Statutory guidance, then, can usefully enlarge on the detail of our legal obligations, but cannot diminish our obligation to give precedence to human rights.
Appendix C to ‘Working Together 2013’
We have arrived at a point where authoritative expert guidance from the Executive that will help us to apply the law correctly might not need the prop of a ‘statutory’ label to make it binding; whereas even the label ‘statutory’ gives us no certainty that guidance is actually compliant with the law so that it should be followed.
That is the context in which, in an earlier blog, I boldly suggested practitioners might keep ‘Working Together 2010’ by their elbows. It had been modified over time to take account of developing learning; it set our lessons from research; it had whole chapters devoted to particular areas of practice difficulty; it incorporated lessons from the Laming reports; it attempted to set out how to comply with human rights principles; and it incorporated by reference a number of other specialist guidance documents. It was by no means perfect, but it was unquestionably useful. It served the purpose such guidance should serve, of drawing together in one place what we need to know to get it right.

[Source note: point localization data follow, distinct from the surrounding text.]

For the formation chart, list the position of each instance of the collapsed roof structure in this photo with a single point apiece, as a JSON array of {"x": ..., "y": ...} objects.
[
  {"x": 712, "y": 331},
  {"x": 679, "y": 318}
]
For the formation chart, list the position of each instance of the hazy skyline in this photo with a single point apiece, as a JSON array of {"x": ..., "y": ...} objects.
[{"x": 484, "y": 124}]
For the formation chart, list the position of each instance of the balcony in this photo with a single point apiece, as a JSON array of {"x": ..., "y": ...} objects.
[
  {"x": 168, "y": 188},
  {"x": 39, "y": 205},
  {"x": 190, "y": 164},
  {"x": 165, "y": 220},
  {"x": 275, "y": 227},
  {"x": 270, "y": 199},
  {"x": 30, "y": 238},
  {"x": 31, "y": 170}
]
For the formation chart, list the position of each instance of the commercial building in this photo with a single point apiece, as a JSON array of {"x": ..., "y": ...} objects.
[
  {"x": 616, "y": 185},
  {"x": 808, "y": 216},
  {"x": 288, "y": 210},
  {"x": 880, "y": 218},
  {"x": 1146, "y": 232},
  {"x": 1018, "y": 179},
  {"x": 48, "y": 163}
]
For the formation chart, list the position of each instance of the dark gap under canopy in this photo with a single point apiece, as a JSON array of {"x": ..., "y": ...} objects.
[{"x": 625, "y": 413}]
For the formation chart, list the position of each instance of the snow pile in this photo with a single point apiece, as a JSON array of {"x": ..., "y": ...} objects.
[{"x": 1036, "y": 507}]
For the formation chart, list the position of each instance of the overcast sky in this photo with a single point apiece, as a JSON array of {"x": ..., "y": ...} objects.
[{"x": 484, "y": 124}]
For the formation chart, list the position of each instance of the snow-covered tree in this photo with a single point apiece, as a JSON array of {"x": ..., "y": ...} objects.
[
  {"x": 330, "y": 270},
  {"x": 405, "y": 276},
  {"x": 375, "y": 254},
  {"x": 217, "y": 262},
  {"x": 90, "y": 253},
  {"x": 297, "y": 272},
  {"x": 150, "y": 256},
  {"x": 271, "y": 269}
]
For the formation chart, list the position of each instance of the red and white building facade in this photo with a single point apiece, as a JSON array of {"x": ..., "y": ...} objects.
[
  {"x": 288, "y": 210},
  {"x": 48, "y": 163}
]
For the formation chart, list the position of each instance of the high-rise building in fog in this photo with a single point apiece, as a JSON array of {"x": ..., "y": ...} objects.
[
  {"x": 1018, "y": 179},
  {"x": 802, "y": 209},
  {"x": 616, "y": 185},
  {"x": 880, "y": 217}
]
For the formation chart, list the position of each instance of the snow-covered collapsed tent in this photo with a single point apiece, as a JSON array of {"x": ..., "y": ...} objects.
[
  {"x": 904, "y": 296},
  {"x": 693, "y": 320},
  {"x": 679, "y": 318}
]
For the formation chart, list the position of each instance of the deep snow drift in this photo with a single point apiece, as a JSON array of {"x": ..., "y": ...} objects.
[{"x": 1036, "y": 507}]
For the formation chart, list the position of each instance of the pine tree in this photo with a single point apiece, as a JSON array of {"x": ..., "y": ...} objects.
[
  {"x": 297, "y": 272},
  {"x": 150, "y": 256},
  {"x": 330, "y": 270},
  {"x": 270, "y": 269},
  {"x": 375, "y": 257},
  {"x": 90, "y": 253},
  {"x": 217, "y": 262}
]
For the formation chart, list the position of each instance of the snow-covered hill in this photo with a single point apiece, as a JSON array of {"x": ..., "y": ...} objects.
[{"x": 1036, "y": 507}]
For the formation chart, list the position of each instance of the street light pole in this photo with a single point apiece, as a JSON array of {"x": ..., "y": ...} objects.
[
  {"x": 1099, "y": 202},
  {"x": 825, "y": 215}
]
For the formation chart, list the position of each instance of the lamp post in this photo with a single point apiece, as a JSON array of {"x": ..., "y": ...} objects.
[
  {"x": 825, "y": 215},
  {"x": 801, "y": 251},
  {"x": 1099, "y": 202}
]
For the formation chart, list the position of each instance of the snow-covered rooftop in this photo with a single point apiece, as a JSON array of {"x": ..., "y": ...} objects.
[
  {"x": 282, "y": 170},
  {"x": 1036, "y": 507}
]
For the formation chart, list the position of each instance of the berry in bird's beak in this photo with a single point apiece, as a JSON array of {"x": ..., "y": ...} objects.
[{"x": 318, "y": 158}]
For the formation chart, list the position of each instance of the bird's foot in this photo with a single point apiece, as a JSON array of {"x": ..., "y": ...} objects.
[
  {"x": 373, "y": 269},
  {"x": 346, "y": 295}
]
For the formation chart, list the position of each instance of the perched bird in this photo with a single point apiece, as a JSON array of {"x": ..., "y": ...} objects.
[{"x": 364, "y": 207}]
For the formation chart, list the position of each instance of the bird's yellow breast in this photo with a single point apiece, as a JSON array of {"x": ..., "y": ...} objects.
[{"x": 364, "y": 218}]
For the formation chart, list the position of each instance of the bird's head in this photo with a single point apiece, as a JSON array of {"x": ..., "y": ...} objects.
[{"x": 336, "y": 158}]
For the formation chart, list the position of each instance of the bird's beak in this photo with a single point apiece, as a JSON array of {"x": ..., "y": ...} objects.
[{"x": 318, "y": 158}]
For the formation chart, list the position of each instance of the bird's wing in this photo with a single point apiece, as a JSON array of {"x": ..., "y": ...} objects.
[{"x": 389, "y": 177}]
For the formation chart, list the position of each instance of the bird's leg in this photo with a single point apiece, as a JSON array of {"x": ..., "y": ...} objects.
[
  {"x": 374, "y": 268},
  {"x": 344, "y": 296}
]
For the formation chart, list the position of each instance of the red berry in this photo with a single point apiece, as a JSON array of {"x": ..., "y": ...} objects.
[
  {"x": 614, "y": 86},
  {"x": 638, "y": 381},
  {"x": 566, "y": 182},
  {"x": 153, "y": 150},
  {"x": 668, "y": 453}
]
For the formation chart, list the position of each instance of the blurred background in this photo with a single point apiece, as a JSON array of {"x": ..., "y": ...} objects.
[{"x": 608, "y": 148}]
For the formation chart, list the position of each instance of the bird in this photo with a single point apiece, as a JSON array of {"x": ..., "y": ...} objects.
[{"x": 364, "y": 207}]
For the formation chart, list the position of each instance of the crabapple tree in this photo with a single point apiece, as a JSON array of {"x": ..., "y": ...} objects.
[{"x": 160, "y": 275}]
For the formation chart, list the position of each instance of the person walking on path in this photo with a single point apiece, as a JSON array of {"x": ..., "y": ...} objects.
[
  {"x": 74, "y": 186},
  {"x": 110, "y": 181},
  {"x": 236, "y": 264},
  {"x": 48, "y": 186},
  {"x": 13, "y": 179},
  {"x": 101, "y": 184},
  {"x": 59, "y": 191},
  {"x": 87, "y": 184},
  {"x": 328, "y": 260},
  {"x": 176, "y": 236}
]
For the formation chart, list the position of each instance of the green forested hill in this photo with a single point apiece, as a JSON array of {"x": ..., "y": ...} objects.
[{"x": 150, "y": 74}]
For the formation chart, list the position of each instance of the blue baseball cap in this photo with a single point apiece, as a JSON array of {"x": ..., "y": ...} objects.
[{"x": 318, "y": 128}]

One of the criticisms proffered of its successor guidance concerns Appendix C. Here, over 3 pages, is a list of “Supplementary Guidance”. But it is just that – a list. It doesn’t set the context of the documents, as Chapter 6 of ‘Working Together 2010’ did. Strictly speaking, it doesn’t even tell you whether you should follow the supplementary guidance. It’s more like a reading list.
This has led some to suggest or to fear that ‘Working Together 2013’ has downgraded the status of some of the specialist guidance that used to be incorporated, or incorporated by reference, in the older version. ECPAT, for example, has criticised the omission of the detailed guidance on trafficked children. That is only the tip of the iceberg of specialist materials that have been omitted in service of the goal of a shorter, pithier ‘Working Together’.
But I venture to suggest all is not lost. In this brave new world where we must look beyond the label, and check for ourselves whether guidance does what it says on the tin, the absence of authoritative detail may diminish ‘Working Together 2013’. But the documents mentioned in its Appendix C may be enhanced rather than diminished by standing alone.